Here’s a story: One of my brothers used to live on the island of St. Croix in the Caribbean. He took tourists on sailboat snorkeling tours of the underwater national park there.
One day a tourist on his boat noted his last name and said something like, I had a teacher at Penn State with that last name. To which my brother replied, Small world. My sister used to teach at Penn State.
The tourist—a woman whose name to this day I do not know (my Penn State classes were 50 students each!)—then told my brother that my teaching had changed her life. She related to my brother a discussion I had conducted in class some 10+ years earlier.. in sufficient detail that I recognized the exact lesson she was talking about.
It had been a media criticism class and we had critiqued an example from an ad campaign that used controversial depictions of race to sell clothes.
And that discussion, the woman on my brother’s boat told him, changed forever how I perceive and understand race in our society.
That is the kind of outcome teachers live for! And I’m still teaching—and learning—about race, but that’s not what I’m going to talk about today. ….
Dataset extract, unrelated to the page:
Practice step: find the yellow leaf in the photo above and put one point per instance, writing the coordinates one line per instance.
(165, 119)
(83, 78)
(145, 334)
God’s call and claim on our lives can change over time. Mine has. Yes, I still have a lot to say about race. But these days I am increasingly called to the fight to save our planet, to liberate God’s stupendous Creation from the neglect and abuse of its human caretakers.
How this call came about is a long and complex story. I don’t want to spend the last few minutes of this sermon telling it, so I’ll just mention a couple of things: Hurricane Katrina, a perfect storm that sent the entire state of Louisiana bouncing off the walls. My creative side that finds its expression in photography, a passion re-ignited by Katrina.
And even a phrase from our Book of Common Prayer… “these creatures of bread and wine.” That phrase changed my view of all of creation. Think about it! Or… in the pop lingo of today, “Let that sink in…”
Passion flower (Passiflora incarnata), just one of the zillions of creatures at Camp Hardtner that can connect you with God. |
So today, after our 10:15 service, I’ll jump in my car and head to Camp Hardtner, where I will spend a couple of hours teaching this summer’s camp counselors about the awesome biodiversity of that place and how they can not only enhance their own spiritual life by becoming caretakers of the earth, but also cultivate care for creation in their charges this summer.
This is what dancing in the eye of the hurricane looks like for me. I don’t know what dancing in the eye of the hurricane looks like for you, only that you too are called.
This multi-faceted One God is not some sort of benign, benevolent presence, sitting on a shelf waiting to receive our gratitude when things go right and hear our petitions when we need help. To be leaned on like a father and to pick us up and carry us when we’re tired like a brother.
However you imagine or understand the Triune God, whichever person of the Trinity you most gravitate towards, know this: The One God is already at work loving and reconciling this world. You, me, all of us are called to join in.
Whatever you are doing with your life, how are you making it an answer to God’s call and claim on you? That is the question we all must be able to answer.
This God, whose very Spirit we breathe, calls us and makes claims on our very life. And when we respond to that call, committing fully whatever gifts of time, talent and treasure we have... then we dance in the eye of the hurricane.
In the name of God, Father, Son and Holy Spirit. AMEN.